Ele apareceu perto da muralha da Cidade Fortaleza. Antes que os outros na fortaleza pudessem sequer reagir à sua presença, o Imperador voou em direção à fortaleza, sua velocidade até quebrando o limiar do Teletransporte.
Num piscar de olhos, ele apareceu dentro da Floresta onde tudo supostamente começou. Quando chegou perto da Floresta, ele ficou ainda mais certo de que esse lugar era a causa de tudo.

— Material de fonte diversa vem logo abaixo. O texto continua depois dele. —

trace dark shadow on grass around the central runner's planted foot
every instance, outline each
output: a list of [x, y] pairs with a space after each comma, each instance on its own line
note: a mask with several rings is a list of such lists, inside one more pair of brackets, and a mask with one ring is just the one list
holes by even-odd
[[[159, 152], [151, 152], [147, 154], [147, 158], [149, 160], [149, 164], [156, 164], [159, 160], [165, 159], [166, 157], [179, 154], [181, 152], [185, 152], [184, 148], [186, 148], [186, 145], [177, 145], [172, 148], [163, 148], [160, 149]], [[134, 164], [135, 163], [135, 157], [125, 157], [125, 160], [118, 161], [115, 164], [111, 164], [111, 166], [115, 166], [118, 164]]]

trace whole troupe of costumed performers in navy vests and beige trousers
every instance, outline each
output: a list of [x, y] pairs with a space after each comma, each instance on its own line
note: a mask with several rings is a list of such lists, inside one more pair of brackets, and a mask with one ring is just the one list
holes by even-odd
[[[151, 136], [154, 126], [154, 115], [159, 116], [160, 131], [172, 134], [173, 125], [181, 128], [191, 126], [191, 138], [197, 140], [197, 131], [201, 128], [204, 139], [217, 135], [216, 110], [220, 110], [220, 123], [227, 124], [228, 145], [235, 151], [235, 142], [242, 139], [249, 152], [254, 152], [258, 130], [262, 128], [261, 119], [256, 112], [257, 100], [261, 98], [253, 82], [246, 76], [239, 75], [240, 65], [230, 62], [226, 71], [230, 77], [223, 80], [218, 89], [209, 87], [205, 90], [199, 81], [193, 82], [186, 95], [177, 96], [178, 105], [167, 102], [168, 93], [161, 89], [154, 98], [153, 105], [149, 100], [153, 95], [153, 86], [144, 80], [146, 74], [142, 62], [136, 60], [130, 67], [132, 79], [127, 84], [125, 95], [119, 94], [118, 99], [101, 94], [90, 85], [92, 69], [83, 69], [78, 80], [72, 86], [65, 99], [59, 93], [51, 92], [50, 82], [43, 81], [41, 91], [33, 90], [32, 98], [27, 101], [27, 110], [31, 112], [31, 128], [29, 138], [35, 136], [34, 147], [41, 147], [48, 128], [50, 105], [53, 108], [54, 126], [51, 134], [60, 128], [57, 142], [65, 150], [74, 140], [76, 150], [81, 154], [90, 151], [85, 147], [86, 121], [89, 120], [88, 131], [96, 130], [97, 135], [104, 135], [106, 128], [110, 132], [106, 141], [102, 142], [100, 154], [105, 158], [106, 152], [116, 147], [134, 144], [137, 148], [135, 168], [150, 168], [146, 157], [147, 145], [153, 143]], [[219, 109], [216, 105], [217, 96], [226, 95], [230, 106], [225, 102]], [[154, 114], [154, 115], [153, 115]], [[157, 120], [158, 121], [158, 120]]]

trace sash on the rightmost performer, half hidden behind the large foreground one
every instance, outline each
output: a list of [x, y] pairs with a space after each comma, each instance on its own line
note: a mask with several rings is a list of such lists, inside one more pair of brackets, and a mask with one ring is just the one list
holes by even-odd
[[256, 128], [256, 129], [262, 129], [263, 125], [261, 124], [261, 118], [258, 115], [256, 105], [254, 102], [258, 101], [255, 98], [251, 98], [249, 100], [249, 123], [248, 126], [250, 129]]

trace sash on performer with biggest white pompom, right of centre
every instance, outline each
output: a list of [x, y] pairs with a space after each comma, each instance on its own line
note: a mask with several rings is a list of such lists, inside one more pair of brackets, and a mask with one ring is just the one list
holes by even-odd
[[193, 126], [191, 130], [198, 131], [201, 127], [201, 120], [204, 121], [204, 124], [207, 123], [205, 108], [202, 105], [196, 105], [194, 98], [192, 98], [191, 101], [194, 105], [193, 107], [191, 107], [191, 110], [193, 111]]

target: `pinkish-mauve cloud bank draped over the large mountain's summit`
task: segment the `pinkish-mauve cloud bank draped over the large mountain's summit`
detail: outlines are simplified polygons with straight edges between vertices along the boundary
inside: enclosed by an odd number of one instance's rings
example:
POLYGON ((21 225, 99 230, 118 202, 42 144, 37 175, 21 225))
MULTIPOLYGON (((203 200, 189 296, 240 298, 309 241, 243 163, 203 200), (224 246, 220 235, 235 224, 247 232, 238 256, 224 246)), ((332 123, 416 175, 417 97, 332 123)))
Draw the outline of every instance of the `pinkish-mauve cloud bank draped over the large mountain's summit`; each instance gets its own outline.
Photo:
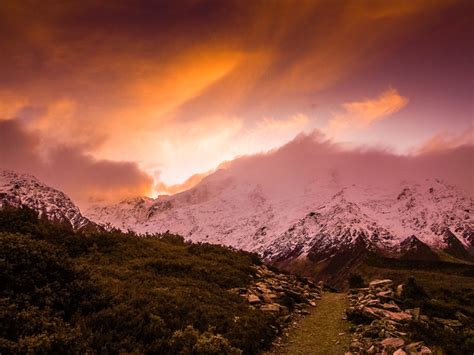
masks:
POLYGON ((216 174, 260 184, 267 193, 278 196, 302 193, 315 182, 335 189, 351 184, 386 189, 424 179, 441 179, 472 195, 473 156, 472 144, 411 156, 346 149, 314 132, 299 135, 275 151, 236 159, 216 174))

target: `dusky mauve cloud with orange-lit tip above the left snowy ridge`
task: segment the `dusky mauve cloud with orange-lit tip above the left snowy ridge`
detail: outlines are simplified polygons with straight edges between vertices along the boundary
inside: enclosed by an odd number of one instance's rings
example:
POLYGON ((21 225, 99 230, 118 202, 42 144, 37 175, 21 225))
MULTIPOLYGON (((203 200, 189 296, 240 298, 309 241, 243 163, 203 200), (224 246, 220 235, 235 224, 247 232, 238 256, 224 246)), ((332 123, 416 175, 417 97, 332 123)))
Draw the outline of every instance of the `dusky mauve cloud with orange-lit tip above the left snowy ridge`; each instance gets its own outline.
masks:
POLYGON ((0 121, 0 169, 32 173, 82 205, 150 194, 153 184, 135 163, 97 160, 77 146, 57 146, 44 157, 38 135, 13 120, 0 121))

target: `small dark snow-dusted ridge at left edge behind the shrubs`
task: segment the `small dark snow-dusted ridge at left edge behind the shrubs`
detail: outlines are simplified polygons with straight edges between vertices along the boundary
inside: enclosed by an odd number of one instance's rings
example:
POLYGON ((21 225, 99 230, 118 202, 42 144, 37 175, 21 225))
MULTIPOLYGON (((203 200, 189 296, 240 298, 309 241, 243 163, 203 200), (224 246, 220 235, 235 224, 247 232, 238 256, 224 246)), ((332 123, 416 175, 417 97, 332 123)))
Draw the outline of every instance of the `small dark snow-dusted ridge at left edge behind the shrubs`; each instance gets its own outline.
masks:
POLYGON ((94 226, 63 192, 32 175, 0 170, 0 209, 5 207, 28 207, 37 211, 40 217, 70 223, 74 230, 94 226))

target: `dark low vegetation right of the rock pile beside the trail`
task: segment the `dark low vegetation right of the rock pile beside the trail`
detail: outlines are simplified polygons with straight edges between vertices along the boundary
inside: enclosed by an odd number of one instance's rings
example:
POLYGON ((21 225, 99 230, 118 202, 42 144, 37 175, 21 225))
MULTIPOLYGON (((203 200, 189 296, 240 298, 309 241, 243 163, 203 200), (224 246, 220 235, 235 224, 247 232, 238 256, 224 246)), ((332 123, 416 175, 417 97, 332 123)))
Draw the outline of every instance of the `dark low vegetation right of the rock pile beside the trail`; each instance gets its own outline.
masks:
POLYGON ((472 328, 446 326, 456 325, 459 320, 463 324, 474 324, 474 266, 471 263, 371 256, 348 282, 352 287, 361 287, 367 281, 380 278, 405 284, 401 297, 403 307, 419 308, 421 314, 428 317, 427 322, 411 324, 412 338, 446 354, 472 354, 472 328))

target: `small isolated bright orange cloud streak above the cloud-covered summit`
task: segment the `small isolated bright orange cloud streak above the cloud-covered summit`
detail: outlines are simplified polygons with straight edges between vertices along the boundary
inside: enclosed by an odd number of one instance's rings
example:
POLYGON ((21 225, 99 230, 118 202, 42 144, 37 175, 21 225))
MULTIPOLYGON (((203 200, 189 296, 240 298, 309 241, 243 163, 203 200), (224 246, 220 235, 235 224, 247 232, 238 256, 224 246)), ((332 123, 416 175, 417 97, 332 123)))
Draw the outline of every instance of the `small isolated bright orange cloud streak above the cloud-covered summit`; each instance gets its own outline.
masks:
POLYGON ((329 131, 366 127, 400 111, 408 104, 408 98, 397 90, 388 89, 375 99, 343 104, 344 112, 335 114, 329 121, 329 131))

A primeira coisa que ele notou foi que a barreira estava completamente destruída e uma infinidade de traços de energia podia ser sentida, principalmente uma aura desconhecida e repugnante também podia ser sentida por ele.
O Imperador logo pousou dentro da Floresta. Metade da floresta estava completamente destruída. A maioria das árvores, mais duras do que os metais mais resistentes deste mundo, havia desintegrado completamente.
Uma grande cratera também podia ser vista no centro do lugar. O Imperador franziu a testa ao contemplar a cena diante dele. Estranhamente, ele não conseguia sentir qualquer presença.
Era como se a pessoa que causou tudo isso tivesse desaparecido completamente. Mas o que o preocupava ainda mais era que ele não conseguia sentir a aura de sua irmã também.
Embora sua irmã fosse mais fraca que ele e seus Guardas das Sombras, mas não fazia sentido que ela desaparecesse assim. Além disso, com sua imortalidade, era impossível para ela ser morta.
Seu primeiro pensamento foi que sua irmã havia sido sequestrada, o que o deixou ainda mais preocupado com a identidade da ameaça.
Infelizmente, ele logo percebeu que sua previsão não era bem correta. À medida que viajava mais adiante, suas expressões tornaram-se sombrias. Ele quase sentiu vontade de vomitar.
Embora ele tivesse passado por muita tortura durante seu treinamento, mas a vista diante dele ainda o fazia sentir o que nunca havia sentido antes.
Não muito longe dele, ele viu uma mão… Apenas uma mão e essa mão pertencia a alguém que ele conhecia muito bem. Era a mão de sua irmã, mas essa mão não era tudo.